Reducing LLM Agent Pipeline Token Costs by 50%: A Practical Comparison of Summary Agent vs. Chunk Injection vs. Prompt Caching
When we first deployed the 10-step agent pipeline to production, we were charged $0.80 per single request. With 1,000 requests a day, that was $24,000 a month. The pipeline itself ran well, but the API costs were threatening the business model. When we dug into the cause, the answer was simple—with every request, the entire previous conversation, system prompt, and search results were being resent in their entirety.
This article is a practical guide for developers running multistep agents on LangChain, LlamaIndex, or by calling APIs directly. It compares three key strategies for context compression—summary agents, chunk injection, and prompt caching—along with executable code. Hierarchically combining these three strategies can reduce token costs by 50–90%.
Key Concepts
Why Context Explodes in the Agent Pipeline
The LLM API charges the entire input token for every request. When an agent executes 10 steps, if the result of step 1 is accumulated as the input for step 2, and the result of step 2 is accumulated as the input for step 3—the size of the input for the final step becomes the sum of all previous steps. Three structural problems overlap here.

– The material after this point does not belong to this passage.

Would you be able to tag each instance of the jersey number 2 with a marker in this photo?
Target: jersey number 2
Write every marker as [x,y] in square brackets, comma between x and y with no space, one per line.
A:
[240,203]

| Cause | Explanation | Risk |
|---|---|---|
| Accumulated Context | The entire previous conversation is resent on every request | Cost skyrockets in proportion to the number of steps |
| Context Window Limit | Agent fails if model's maximum tokens are exceeded | Service interruption |
| Lost in the Middle | As context lengthens, focus on key information decreases | Quality degradation |
Context Compression is not just simple text reduction. It is an agent memory management strategy that includes optional chunk dropping, semantic-preserving summarization, and KV cache reuse.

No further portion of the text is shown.